Die aktuellen Trainingsanlagen des Clubs in der Nähe der BayArena sind durch den geplanten Ausbau einer Autobahn bedroht. Dies hat die Dringlichkeit für einen Neubau weiter erhöht. Auf dem vorgesehenen Gelände in Monheim sollen zehn Fußballplätze, 150 neue Arbeitsplätze sowie öffentlich zugängliche Rad- und Joggingwege entstehen.

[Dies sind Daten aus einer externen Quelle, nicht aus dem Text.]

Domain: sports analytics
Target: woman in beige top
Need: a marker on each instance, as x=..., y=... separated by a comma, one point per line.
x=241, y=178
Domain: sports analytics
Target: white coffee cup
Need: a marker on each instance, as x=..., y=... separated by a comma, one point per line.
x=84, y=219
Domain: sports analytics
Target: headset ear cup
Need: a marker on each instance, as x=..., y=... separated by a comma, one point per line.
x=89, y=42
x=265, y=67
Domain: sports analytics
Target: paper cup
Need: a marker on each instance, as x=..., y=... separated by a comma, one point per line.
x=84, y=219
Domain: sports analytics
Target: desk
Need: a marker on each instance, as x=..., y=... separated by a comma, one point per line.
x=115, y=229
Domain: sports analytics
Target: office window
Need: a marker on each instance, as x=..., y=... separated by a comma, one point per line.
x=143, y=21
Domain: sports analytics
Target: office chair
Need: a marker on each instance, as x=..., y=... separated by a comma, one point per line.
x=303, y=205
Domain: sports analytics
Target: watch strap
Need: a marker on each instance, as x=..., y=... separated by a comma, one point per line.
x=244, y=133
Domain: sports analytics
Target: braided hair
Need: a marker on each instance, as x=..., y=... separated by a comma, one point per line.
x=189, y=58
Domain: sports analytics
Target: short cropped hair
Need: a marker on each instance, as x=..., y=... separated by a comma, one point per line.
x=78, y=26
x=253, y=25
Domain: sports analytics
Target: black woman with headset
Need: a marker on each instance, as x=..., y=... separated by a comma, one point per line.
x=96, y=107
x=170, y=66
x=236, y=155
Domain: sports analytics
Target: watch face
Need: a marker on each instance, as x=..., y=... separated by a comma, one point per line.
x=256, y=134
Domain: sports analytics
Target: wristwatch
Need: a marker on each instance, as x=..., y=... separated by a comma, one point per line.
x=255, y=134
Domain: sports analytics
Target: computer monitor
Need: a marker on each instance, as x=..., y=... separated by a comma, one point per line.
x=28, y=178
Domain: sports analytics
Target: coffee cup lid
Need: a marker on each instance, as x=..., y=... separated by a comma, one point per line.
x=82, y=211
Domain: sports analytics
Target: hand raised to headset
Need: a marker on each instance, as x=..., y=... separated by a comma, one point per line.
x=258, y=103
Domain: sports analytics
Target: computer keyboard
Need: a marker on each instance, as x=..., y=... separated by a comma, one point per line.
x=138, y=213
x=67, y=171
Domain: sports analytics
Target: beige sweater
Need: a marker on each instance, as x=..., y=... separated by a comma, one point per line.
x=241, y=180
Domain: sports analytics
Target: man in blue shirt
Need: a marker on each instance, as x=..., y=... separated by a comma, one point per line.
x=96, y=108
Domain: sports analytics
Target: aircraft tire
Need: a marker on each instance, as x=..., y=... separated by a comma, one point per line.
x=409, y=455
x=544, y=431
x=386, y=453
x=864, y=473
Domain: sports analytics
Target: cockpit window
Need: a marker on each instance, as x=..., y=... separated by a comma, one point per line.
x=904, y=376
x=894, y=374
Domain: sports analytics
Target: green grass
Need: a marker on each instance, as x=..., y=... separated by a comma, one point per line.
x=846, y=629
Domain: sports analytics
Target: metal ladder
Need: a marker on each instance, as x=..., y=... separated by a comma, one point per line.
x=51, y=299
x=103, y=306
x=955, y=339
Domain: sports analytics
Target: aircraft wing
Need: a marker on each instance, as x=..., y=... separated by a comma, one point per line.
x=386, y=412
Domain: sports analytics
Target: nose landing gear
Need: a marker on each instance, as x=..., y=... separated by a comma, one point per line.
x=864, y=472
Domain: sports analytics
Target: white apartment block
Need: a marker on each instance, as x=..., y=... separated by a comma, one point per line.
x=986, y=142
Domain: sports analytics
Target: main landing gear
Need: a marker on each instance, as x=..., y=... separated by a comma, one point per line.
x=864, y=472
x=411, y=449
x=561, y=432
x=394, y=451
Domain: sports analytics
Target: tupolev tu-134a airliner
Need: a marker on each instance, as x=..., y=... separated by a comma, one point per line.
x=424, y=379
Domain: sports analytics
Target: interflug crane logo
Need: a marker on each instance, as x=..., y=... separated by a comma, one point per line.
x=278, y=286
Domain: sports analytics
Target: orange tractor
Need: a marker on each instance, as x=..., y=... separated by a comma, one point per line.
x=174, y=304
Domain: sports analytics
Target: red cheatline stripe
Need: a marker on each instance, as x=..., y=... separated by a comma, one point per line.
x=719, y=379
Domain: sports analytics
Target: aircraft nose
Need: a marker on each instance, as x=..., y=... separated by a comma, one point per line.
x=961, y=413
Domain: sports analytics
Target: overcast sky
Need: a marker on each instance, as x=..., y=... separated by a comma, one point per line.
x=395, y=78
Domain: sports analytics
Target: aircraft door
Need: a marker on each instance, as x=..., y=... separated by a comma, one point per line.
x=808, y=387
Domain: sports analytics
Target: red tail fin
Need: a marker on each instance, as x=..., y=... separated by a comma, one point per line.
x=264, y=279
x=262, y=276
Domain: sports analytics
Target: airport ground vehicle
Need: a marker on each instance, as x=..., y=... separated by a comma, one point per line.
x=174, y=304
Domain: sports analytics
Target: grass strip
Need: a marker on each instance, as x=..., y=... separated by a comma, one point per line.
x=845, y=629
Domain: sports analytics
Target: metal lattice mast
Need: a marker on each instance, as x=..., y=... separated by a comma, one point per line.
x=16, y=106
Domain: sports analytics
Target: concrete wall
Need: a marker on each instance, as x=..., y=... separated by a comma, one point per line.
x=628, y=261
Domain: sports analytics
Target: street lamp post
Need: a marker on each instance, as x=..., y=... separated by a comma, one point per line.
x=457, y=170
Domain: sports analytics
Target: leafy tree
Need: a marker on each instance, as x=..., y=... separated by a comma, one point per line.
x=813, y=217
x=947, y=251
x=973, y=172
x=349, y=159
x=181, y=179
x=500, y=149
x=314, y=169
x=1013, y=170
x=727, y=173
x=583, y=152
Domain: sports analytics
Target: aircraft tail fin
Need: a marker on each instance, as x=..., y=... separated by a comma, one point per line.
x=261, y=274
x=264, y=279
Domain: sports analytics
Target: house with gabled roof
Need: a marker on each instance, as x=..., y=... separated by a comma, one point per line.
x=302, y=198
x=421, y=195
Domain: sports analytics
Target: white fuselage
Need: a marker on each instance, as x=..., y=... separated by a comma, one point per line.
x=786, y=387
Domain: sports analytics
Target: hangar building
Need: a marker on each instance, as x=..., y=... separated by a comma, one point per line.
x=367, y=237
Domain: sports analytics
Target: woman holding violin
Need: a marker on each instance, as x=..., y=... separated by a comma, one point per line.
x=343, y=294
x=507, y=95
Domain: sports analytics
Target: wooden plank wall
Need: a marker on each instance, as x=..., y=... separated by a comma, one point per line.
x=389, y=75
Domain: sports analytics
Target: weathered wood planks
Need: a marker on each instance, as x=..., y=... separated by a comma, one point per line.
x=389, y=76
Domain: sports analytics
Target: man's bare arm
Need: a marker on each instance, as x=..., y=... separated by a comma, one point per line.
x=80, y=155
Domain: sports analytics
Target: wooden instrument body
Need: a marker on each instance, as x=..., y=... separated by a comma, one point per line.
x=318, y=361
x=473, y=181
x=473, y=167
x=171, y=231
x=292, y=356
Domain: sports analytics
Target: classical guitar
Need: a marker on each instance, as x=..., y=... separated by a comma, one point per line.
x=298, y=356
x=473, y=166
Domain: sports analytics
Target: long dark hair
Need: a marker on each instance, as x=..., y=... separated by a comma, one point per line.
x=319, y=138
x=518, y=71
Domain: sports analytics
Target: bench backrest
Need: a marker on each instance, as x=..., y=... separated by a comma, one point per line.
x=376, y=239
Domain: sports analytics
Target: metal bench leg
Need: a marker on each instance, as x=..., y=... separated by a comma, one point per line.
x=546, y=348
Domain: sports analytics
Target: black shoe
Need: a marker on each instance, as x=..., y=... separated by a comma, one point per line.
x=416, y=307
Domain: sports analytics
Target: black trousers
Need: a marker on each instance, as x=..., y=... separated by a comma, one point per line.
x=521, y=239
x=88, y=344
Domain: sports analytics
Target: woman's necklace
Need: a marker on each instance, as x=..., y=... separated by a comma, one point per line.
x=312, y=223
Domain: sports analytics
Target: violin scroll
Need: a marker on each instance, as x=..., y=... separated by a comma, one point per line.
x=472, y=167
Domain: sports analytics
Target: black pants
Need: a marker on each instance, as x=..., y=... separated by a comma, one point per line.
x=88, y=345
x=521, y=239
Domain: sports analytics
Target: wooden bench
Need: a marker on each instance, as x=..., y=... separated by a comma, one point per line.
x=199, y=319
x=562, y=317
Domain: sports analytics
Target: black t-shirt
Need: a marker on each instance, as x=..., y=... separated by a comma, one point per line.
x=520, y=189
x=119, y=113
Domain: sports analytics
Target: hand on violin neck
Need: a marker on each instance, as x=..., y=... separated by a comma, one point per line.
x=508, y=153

Trotz mehrfacher Kompromissvorschläge blockieren lokale Politiker das Vorhaben immer wieder. Die regierende Peto-Partei verlor bei den Wahlen 2025 ihre Mehrheit im Stadtrat, doch auch die neue Koalition lehnt das Projekt aus Klimaschutz- und Umweltschutzgründen weiterhin ab. In der Folge hat der Verein seine Pläne bereits mehrfach zurückgestuft.
Sportdirektor Simon Rolfes warnt, dass die zukünftige Wettbewerbsfähigkeit des Clubs vom Bau des Campus abhängt. Bayer-AG-Vorstandsvorsitzender Bill Anderson bestätigte, dass das Unternehmen die Entwicklungen in Monheim genau verfolge.
Für die langfristige Zukunft von Bayer 04 Leverkusen bleibt der Standort Monheim unverzichtbar. Doch aufgrund des anhaltenden politischen Widerstands ist die Genehmigung des Projekts ungewiss. Ohne den Neubau könnte der Verein Schwierigkeiten haben, seine Trainingsstandards und Infrastruktur aufrechtzuerhalten.